The report stated that importers opened USD 5.38 billion worth of LCs in August 2025. Although the rise in LC openings in September signals a rebound in import activities after eight months, it is still lower than January 2025, when LC openings amounted to USD 6.84 billion.
A senior official of Bangladesh Bank said that LC openings were relatively low during August 2025 and September 2024. However, the recent surge primarily came from consumer goods, food items, raw materials, and government fertilizer imports. He further added that to keep the economy fully functional, Bangladesh needs an additional USD 2 billion in monthly imports.
Recently, in a meeting with owners of the country’s top 20 business conglomerates, Bangladesh Bank Governor Ahsan H. Mansur instructed banks to open sufficient LCs to ensure an adequate supply of essential goods before Ramadan. He also assured sufficient foreign currency support to meet business demand.

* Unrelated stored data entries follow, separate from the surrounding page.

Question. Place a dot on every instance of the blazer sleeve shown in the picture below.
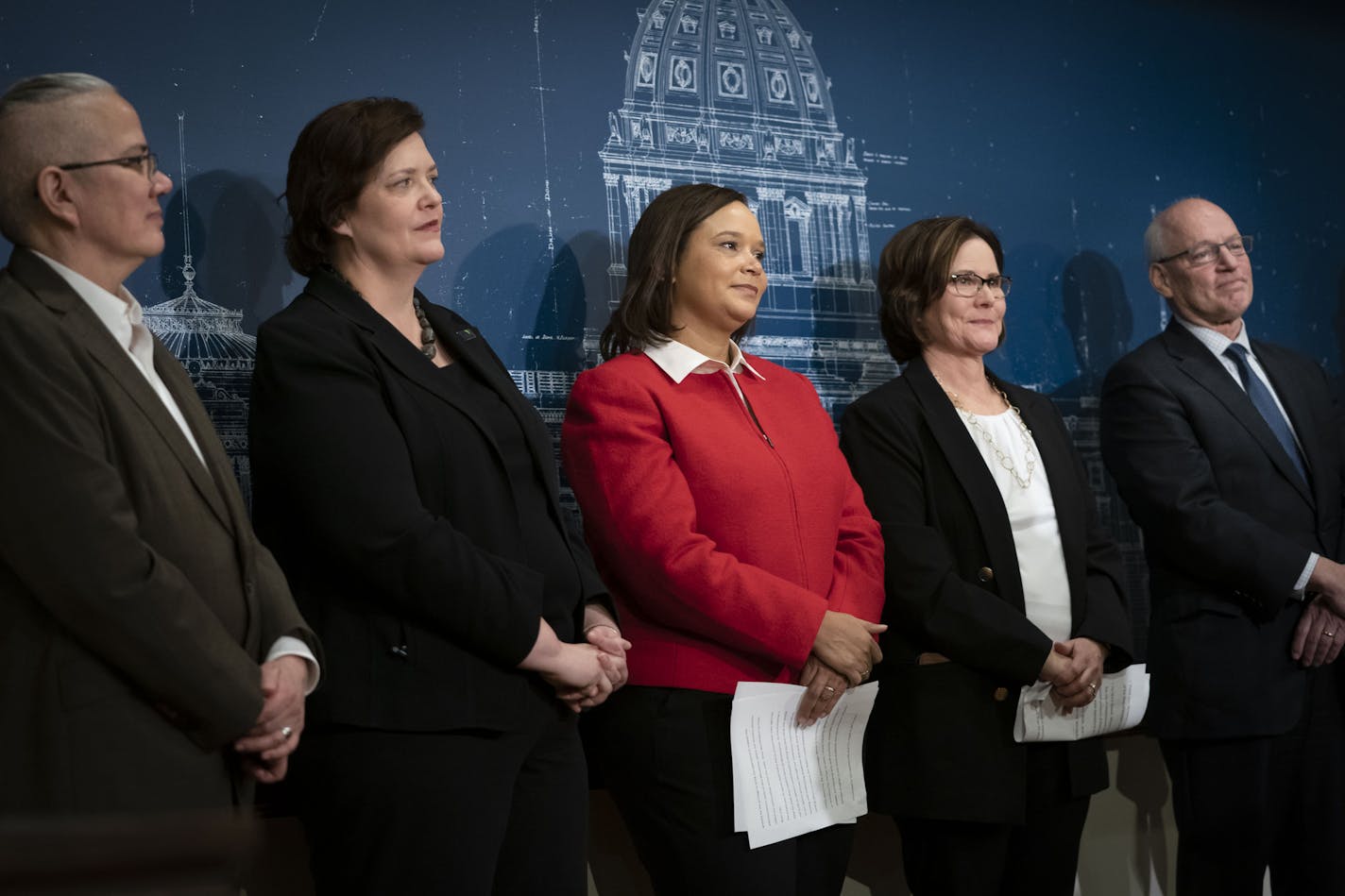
(926, 592)
(857, 586)
(639, 516)
(327, 446)
(1165, 477)
(69, 534)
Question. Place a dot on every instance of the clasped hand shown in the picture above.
(1074, 668)
(583, 674)
(843, 654)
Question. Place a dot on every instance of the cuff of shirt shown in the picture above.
(291, 646)
(1302, 579)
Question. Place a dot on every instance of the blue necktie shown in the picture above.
(1265, 402)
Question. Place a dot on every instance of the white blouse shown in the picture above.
(1031, 516)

As part of the central bank’s monetary policy for FY2024–25, the goal for the first half of the fiscal year (July–December) is to keep private sector credit growth below 8% to control inflation. However, lending rates have not been reduced. Bankers noted that although dollar liquidity in the market has improved, imports of capital machinery have declined, and most LCs are now being opened for essential goods.
Political uncertainty continues to discourage new investments, while banks remain cautious in lending. As a result, private sector credit growth fell to 6% in August, continuing a year-long downward trend. In July, the growth rate hit the lowest point in a decade.
On a positive note, remittance inflows and export earnings have increased significantly compared to the previous year. Consequently, banks now hold more foreign currency reserves, enabling them to open more import LCs.